Chromosomal location
• Cytogenetic location: 9q22.32, which is the long (q) arm of chromosome 9 at position 22.32.
• Molecular location: Base pairs 95,099,05 to 95, 317,730 on chromosome 9 (Homo sapiens Annotation Release 109.20190607, Assembly GRCh38.p13) (NCBI) (Figure 18).
Figure 18: Chromosome 9-95, 099, 05 to 95, 317,730 (ensembl.).
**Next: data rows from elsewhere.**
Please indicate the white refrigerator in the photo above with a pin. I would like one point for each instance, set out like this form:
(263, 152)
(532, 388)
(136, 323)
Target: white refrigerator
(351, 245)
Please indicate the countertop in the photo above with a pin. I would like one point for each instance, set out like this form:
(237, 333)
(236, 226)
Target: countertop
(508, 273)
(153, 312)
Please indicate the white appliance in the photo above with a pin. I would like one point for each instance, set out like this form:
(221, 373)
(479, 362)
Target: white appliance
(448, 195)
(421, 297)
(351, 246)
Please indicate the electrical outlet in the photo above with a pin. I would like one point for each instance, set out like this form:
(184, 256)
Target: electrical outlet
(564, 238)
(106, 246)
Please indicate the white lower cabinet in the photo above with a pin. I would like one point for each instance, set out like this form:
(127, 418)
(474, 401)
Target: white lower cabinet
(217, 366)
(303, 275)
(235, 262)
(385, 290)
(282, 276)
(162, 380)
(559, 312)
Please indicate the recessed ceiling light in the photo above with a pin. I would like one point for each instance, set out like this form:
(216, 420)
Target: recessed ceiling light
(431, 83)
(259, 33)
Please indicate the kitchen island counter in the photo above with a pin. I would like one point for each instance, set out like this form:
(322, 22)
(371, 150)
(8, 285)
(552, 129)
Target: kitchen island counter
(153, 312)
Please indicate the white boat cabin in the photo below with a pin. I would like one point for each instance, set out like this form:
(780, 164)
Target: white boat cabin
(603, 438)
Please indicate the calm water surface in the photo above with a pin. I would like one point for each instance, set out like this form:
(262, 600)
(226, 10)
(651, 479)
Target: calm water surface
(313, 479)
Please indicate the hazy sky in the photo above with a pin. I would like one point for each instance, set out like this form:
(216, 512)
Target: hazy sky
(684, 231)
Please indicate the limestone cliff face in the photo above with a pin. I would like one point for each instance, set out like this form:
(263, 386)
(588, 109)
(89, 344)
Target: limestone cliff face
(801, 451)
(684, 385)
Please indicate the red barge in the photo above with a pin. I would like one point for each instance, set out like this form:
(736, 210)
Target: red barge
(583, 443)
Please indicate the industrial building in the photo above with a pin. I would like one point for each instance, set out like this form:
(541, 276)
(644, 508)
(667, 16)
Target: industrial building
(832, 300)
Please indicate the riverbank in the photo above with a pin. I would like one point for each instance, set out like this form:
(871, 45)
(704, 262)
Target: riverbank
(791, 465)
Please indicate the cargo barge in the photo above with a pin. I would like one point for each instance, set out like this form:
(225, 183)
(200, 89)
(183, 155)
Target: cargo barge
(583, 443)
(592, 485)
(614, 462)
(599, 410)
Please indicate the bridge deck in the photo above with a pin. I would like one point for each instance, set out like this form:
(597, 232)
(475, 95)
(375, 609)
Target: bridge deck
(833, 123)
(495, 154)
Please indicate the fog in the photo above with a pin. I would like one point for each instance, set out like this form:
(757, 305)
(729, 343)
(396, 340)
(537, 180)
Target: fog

Fanconi anaemia genes and pathway
Fanconi Anaemia (FA) is an inherited disorder associated with progressive aplastic anaemia, multiple congenital abnormalities and predisposition to malignancies including leukaemia and solid tumours. The developmental abnormalities include radial aplasia, hyperpigmentation of the skin, growth retardation, microphthalmia and malformation of the kidneys. FA is inherited mainly as an autosomal recessive trait, but is genetically heterogeneous, with multiple complementation groups that include an X-linked form. Cells from FA patients are hypersensitive to DNA interstrand crosslinking agents such as mitomycin C and diepoxybutane. Complementation analysis of cell lines from different FA patients has led to the description of at least 12 linked groups, named FA-A, B, C, D1, D2, E, F, G, I, J, L and M, with the corresponding genes named as FANCA-FANCM.
A group of at least eight FA proteins (A, B, C, E, F, G, L and M) form the FA core complex required for the monoubiquitination of the FANCD2 protein. The ubiquitinated form of FANCD2 is translocated to sites of DNA damage in chromatin, where it is found in a complex with BRCA2/FANCD1 and FANCE, but its function is currently unknown. Although we now have more information about the nature and interactions of these proteins, their precise roles in DNA repair have not yet been defined.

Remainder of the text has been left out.